The 38-year-old started abysmally and lost the opening set in 31 minutes but eventually gained control of a cagey battle to win 1-6 6-4 6-4 6-4 to keep alive his quest for an unprecedented 25th Grand Slam title.

With Roger Federer watching from the front row of the Royal Box, the player whose record eight men’s titles Djokovic is trying to equal, the sixth seed’s usually surgical game misfired early on as he dropped serve three times.

The hustling and bustling De Minaur continued to cause Djokovic headaches with his shot-placement and movement but the Serb found his range to win the next two sets full of attritional baseline rallies.

Even then Djokovic looked like getting dragged into a fifth set as De Minaur jumped into a 4-1 lead in the fourth but he slammed the door shut just in time, winning five games in a row to take his place in the last eight.

“I don’t know how I’m feeling to be honest. I’m still trying to process the whole match and what happened on the court. It wasn’t a great start for me, it was a great start for Alex,” a relieved Djokovic said on court.

“He was just managing the play better from the back of the court and I didn’t have many solutions. I was very pleased to hang tough in the right moments and win this one.”

Djokovic has now won 43 of his last 45 matches at Wimbledon and not since 2017 has he failed to reach the final.

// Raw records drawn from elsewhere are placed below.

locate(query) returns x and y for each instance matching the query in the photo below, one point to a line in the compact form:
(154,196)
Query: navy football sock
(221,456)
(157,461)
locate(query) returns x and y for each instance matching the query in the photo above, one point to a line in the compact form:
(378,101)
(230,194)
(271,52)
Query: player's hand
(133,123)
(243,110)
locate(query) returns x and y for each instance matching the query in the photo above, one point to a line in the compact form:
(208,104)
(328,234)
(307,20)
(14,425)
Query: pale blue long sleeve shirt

The two losses were against Carlos Alcaraz in the last two finals, but for half an hour on Monday it looked as though Old Father Time might finally be catching up with him.

FIRST MEETING

Djokovic had never met De Minaur on a grass court after last year’s quarter-final between them never happened when the Australian withdrew with a hip injury.

He predicted beforehand that De Minaur, 26, would be a handful on the surface and he was proved right.

With a relaxed Federer watching in an immaculate blue suit and shades, Djokovic’s game crumbled into a heap of double-faults, errant forehands and clumsy footwork.

“Sometimes I wish I had a serve and volley, and a nice touch from the gentleman that’s there. That would help,” Djokovic said of his old rival after sealing his 101st Wimbledon win in three hours and 19 minutes.

“It’s probably the first time he sees me and I win. The last two I lost. It’s good to break the curse.”

De Minaur’s game plan seemed to be to drag Djokovic into cat and mouse rallies and initially it worked.

But Djokovic rebooted his computer-like brain and began to chip away at the Australian who must have believed he could snap a 10-match losing streak against top-10 players.

Djokovic won a 34-stroke rally early in the second set but with service breaks being traded like a plummeting stock he could not shake off the tenacious De Minaur.

Serving at 5-4, Djokovic had to save two break points before levelling the match. He looked more like his dominant best to control the third set and having not lost a two sets to one lead since 2010 it seemed like victory was a formality.

There was another twist though and it was a relieved Djokovic who closed out the win.